Au Bas-Congo, au sud-ouest de Kinshasa, les effets du dérèglement climatique planétaire sont de plus en plus visibles. Les pluies sont beaucoup plus abondantes et les chaleurs très fortes. Les agriculteurs, qui sont les premiers à en souffrir, ne savent plus quoi faire.
(Syfia Grands Lacs/RD Congo)
Au Bas-Congo, il pleut de plus en plus. Selon, Milemo Mavuzi, chef de division provinciale de l’Agence nationale de météorologie et de télédétection par satellite, (Mettelsat), « 72 pluies sont tombées en 2010 contre 55 en 2009 ». Il souligne que, pour le seul mois de janvier 2011, la pluviométrie a déjà atteint 500 mm alors qu’il n’était tombé que 883 mm sur toute l’année 2010. « C’est énorme déjà. La situation risque d’être catastrophique », prévient-il.
Depuis près de trois ans, les effets du changement climatique se font de plus en plus sentir dans la région. Selon le professeur Bruno Lapika, consultant au Fonds des Nations unies pour la population (Fnuap), cité par Okapi, la radio onusienne, « l’augmentation de la température liée à l’impact de la déforestation et à l’émission des gaz à effet de serre est un des effets perceptibles du changement climatique ».
Docteur en géographie, Anselme Mbenza estime que les activités humaines y sont pour beaucoup. « Quand vous survolez le Bas-Congo en avion, dit-il, vous découvrez l’extension de la désertification avec des étendues de plaques dénudées, conséquences de la déforestation. » Pour survivre, des habitants coupent du bois pour le vendre, fabriquent de la braise et parfois brûlent la forêt en saison sèche pour attraper des rats.

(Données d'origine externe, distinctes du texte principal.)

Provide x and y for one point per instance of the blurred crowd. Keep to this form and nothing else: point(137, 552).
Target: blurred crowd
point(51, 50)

Pluies et chaleur excessives
Ces fortes pluies causent de graves problèmes. Mi-janvier, une pluie diluvienne a causé d’énormes dégâts à JVL (Jules Valencker), une société agropastorale de Kolofuma en territoire de Mbanza-Ngungu, à près de 250 km de Matadi. « Plus de 250 bœufs ont péri », se plaint un des responsables. Fin décembre à Boma, deuxième ville du Bas-Congo, une autre pluie torrentielle a semé la désolation. « Elle a tué une mère et son enfant, fait s’écrouler des maisons d’habitation et une vingtaine d’écoles privant plus de 4 000 élèves d’accès aux cours et a coupé des routes…’’, regrette Marie José Niongo, le maire.
De très fortes chaleurs sont aussi le signe de ces changements climatiques. De mi-octobre 2009 à mi-mai 2010, c’est à des canicules qu’ont dûes faire face les habitants. Journalière dans une société de téléphonie mobile, Nancy Dituka s’en souvient : « C’était la première fois que nous vivions une telle situation. Nous nous endormions parfois à deux heures du matin et des gens disaient que le ciel s’était troué ! » Selon Nsimba Khonde, de Mettelsat Bas-Congo, « la température a oscillé entre 33 et 35°C alors qu’autrefois elle allait de 27 à 31°. »
Une catastrophe pour les agriculteurs dont les rendements ont fortement baissé. « J’ai perdu presque la moitié de ma récolte », regrette Mamie Mahongo, présidente du Groupe peuple de Dieu (Groupedi), une Ong féminine basée à Kwakwa, à 40 km de Matadi, qui transforme le manioc. Bruno Kitsaka, ingénieur agronome, chef du Projet Horticulture péri-urbaine FAO de Mbanza-Ngungu, confirme que beaucoup d’agriculteurs ont perdu leurs récoltes. « Le calendrier agricole, on ne le reconnaît plus.
Alors que les paysans attendaient la pluie, elle n’est pas tombée et au moment où ils attendaient un peu de sécheresse, il a plu. » Le prix des produits agricoles a galopé : « La caisse de tomates se vendait à 70 000 fc (80 $) alors qu’en temps normal, elle s’écoule parfois à 10.000 fc (11 $) ».
Face à ces dérèglements climatiques, Christian Mpungi, expert en environnement, recommande de « limiter la coupe de bois et la fabrication de la braise et d’utiliser de bonnes méthodes culturales… » Le gouvernement de son côté vient de décider la mise en place d’une commission de lutte contre les catastrophes naturelles.